QUEDA DO ULTIMO INVICTO
Claro, não se podia esperar que o Palmeiras conseguisse, no mínimo, alcançar o mesmo placar bizarro obtido pelo Coritiba no Paraná. Mas, jogando no Pacaembu, ainda que pleno apenas de protestos das tais torcidas uniformizadas, bem que o Palmeiras poderia fazer o que fez – vencer o Coxa, por 2 a 0, quebrando a histórica sequência de vitórias dos paranaenses.
Foi na base de muito empenho e pouca técnica, mas foi. Não compensa, nem consola, mas, pelo menos, ameniza.
Pior para o Palmeiras não é a lembrança da goleada passada, mas do nebuloso futuro em relação ao sagrado Jardim Suspenso em ruínas.
Não é crível que cartolas de um clube que já foi exemplo de administração num passado remoto e empreiteiros de renome cheguem a esse extremo: derrubar um estádio, com o objetivo de construir outro em seu lugar, e, por falta de entendimento entre as partes, o que deveria estar definido, tim-tim por tim-tim antes da primeira marretada, no papel e nas mentes dos dois contratantes, tudo estanca e o futuro fica pendurado no ar.

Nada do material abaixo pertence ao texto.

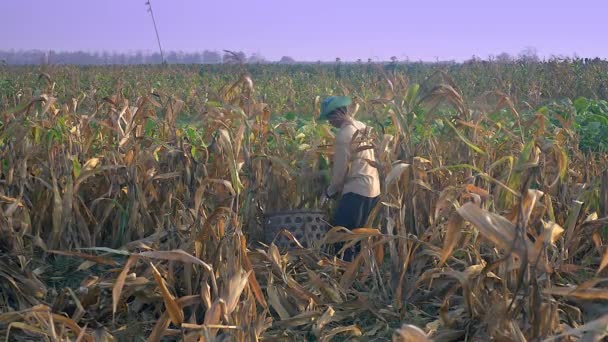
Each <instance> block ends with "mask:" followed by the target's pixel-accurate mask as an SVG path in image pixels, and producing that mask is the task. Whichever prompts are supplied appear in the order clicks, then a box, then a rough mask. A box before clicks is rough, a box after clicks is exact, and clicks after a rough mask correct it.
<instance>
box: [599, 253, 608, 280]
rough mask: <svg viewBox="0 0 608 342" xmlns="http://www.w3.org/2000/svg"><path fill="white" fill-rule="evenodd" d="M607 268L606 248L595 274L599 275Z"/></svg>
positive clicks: (606, 255) (607, 259) (607, 262)
mask: <svg viewBox="0 0 608 342" xmlns="http://www.w3.org/2000/svg"><path fill="white" fill-rule="evenodd" d="M606 266H608V248H607V249H606V252H604V256H603V257H602V261H601V262H600V267H598V269H597V272H596V274H600V273H601V272H602V270H604V268H606Z"/></svg>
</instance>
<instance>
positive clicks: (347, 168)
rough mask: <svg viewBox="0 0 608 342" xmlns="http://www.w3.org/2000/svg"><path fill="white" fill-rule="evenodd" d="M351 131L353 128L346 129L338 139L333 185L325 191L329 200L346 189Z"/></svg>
mask: <svg viewBox="0 0 608 342" xmlns="http://www.w3.org/2000/svg"><path fill="white" fill-rule="evenodd" d="M351 131H352V129H351V127H346V128H344V129H343V130H341V131H340V133H339V134H338V136H337V137H336V143H335V145H334V156H333V164H334V165H333V168H332V175H331V184H330V185H329V187H328V188H327V189H326V190H325V195H326V196H327V197H329V198H332V197H334V196H335V195H336V194H337V193H338V192H340V191H342V188H343V187H344V183H345V180H346V172H347V170H348V161H349V160H350V143H351V141H350V140H351V138H352V134H350V133H351Z"/></svg>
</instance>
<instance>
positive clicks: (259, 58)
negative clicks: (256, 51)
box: [247, 53, 266, 64]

Um absurdo jamais visto em lugar nenhum.
BARÇA, TU É O MAIÓ!*
De nada valeu o Real golear o Getafe na véspera, a não ser impulsionar Cristiano Ronaldo para a liderança da tabela dos artilheiros, com seus quatro gols no jogo.
Pois, o Barça sacramentou o título espanhol, o terceiro em seguida, diga-se, com o empate por 1 a 1 contra o Levante. Empate, aliás, fruto de duas ciladas do destino: a falha de Piqué, o impecável Piqué, no gol de Caicedo, do Levante, e aquela bola no poste de Messi, que, depois de driblar quatro adversários, tocou no canto, por baixo do goleiro.
Seria o gol mais emblemático, a coroar a conquista do melhor time do mundo nos pés do melhor jogador do mundo, em jogada que ele reproduziu à exaustão ao longo de toda a temporada.
Como emblemático foi o gol do Barça, o passe pelo alto de Xavi, o centro nervoso dessa maravilhosa equipe, para o cabeceio de Keita. Esse Xavi que passa meses sem errar um passe, justamente o mais fundamental requisito de jogo da bola.
Aliás, a troca de passe, um-dois, sincronizado, hipnótico, de uma constância inalterada, seja em casa ou no campo inimigo, em qualquer competição, é o atributo mágico desse campeão histórico, pois, inscreve-se já na galeria dos maiores times de todos os tempos.
Veja só o amigo. O Barça jogava por um empate para levantar a taça, contra o pequeno Levante, mas no campo adversário, acossado pela aproximação do maior rival, o Real. Contudo, em nenhum momento da partida, recuou suas linhas, para jogar pelo resultado. Nem quando abriu o placar, nem quando tomou o gol de empate.
Só no finalzinho do jogo, ficou ali na sua intermediária trocando passes, mesmo porque o Levante não esboçava o menor interesse em mudar o cenário já estabelecido, com medo de levar o gol de desempate.
De resto, postou-se, como sempre, lá na frente, naquele toque-toque proverbial, em busca da brecha perfeita para tentar a conclusão. Apelar? Jamais! Basta isto: já lá pelos 23 minutos do segundo tempo, jogo empatado, sabe quantas faltas o Barça havia cometido? Três. Isso mesmo, três faltas num jogo decisivo e no campo do oponente.
Ah, sim, e com Mascherano no time, meu!
Se vai exorcizar os Diabos Vermelhos, no sagrado templo de Wembley, não sei, pois o Manchester United é outro departamento. Mas, que merece, ah, disso não tenho a menor dúvida.
*Esse era o bordão do saudoso Brandão Filho no popularíssimo humorístico do rádio e da tv dos anos 50/60, Balança, Mas, nao Cai. No Rio, era Mngo, tu é o maió! Em São Paulo: Curintia, tu é o maió!